O imperativo de disponibilidade das cores, que norteia a interpretação do artigo 7.°, n.° 1, alínea b), do referido regulamento, tende a constituir, salvo circunstâncias excepcionais, um obstáculo ao registo de uma marca que tem por objecto uma cor. Não foram apresentados elementos que permitam considerar que se verificam essas circunstâncias e, designadamente, que o número de produtos para os quais a marca é requerida é tão limitado e o mercado pertinente tão específico que, por um lado, uma cor em si mesma é capaz de indicar a origem comercial dos produtos nos quais está aposta e que, por outro, a sua monopolização não cria uma vantagem comercial ilegítima a favor do titular da marca, contrária ao interesse público.

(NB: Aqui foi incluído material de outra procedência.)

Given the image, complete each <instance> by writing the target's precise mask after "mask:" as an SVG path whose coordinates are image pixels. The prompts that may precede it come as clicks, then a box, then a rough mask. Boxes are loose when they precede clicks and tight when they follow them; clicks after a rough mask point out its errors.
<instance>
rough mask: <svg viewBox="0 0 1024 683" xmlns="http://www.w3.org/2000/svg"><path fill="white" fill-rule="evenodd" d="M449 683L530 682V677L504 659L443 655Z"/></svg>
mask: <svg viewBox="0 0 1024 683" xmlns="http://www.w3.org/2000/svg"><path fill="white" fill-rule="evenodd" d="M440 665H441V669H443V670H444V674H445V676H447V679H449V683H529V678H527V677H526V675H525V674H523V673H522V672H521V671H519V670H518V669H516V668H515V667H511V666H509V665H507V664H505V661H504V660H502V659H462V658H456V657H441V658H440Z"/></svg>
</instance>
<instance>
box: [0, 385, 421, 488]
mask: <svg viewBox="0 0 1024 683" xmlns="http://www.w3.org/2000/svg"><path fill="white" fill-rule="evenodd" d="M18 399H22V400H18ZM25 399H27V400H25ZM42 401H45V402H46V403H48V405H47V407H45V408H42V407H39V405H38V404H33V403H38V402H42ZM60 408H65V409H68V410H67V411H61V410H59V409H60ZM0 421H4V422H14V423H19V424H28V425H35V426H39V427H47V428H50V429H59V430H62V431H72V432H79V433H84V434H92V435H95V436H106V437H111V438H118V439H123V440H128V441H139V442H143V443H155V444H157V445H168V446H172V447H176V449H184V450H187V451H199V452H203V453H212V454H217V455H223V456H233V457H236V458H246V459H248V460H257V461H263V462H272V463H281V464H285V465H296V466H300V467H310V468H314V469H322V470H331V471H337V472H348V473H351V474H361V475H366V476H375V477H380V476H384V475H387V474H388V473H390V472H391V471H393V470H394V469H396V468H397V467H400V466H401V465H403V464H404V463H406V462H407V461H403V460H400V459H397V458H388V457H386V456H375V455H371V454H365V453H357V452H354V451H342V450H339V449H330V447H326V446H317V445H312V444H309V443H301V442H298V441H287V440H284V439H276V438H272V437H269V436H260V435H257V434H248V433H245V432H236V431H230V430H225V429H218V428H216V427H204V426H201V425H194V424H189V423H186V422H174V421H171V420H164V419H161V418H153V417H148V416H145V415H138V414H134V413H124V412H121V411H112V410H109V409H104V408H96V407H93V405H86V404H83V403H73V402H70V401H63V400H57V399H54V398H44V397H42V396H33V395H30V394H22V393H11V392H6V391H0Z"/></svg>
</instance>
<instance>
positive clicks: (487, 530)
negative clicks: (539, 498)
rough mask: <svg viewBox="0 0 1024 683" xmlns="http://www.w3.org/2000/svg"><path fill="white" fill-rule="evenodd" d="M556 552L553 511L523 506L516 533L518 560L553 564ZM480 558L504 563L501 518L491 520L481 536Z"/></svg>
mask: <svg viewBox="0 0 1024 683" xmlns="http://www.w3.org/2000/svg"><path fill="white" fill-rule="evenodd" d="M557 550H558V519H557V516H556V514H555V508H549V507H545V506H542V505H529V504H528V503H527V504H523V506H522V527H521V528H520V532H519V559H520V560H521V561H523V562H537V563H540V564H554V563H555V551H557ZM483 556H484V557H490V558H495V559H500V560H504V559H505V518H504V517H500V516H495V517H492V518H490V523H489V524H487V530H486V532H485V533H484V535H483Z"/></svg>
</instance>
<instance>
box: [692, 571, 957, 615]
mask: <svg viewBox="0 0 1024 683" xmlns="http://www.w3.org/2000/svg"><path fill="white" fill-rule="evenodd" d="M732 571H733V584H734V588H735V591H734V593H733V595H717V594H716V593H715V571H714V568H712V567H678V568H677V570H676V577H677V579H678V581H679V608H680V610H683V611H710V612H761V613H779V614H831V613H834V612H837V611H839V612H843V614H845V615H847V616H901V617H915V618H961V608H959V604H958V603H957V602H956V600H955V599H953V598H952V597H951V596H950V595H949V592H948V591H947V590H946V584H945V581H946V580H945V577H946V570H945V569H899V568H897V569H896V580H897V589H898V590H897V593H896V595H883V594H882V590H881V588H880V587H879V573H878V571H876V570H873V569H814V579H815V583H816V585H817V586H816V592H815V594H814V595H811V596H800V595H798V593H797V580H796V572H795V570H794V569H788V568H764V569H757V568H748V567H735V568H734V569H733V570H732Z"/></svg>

As especificidades do sector em causa, tendo em conta designadamente o facto de que os robots visados pela marca pedida constituíam produtos muito específicos, que seriam bens de investimento de longa duração, onerosos, empregados em aplicações altamente especializadas e de a aquisição de um robot implicar significativos trabalhos de adaptação por parte do comprador, não alteram a circunstância segundo a qual é habitual, no setor dos produtos em causa, que estes estejam disponíveis nas mais diversas cores. Quanto a este ponto, a própria recorrente alega que os clientes escolhem as cores dos produtos no momento da encomenda. É, por isso, forçoso considerar que, no sector visado, o público profissional está habitualmente em contacto com os produtos em causa em diversas cores, sem que estas últimas sejam apreendidas como indicando a origem comercial dos referidos produtos.

(cf. n.os 39, 44, 46, 47)

4.      O conceito de desvio de poder tem um alcance preciso em direito da União e visa a situação em que uma autoridade administrativa utiliza os seus poderes com um objectivo diverso daquele para que lhe foram conferidos. Uma decisão só está viciada de desvio de poder se se verificar, com base em indícios objectivos, pertinentes e concordantes, ter sido adoptada para se atingirem fins que não os invocados.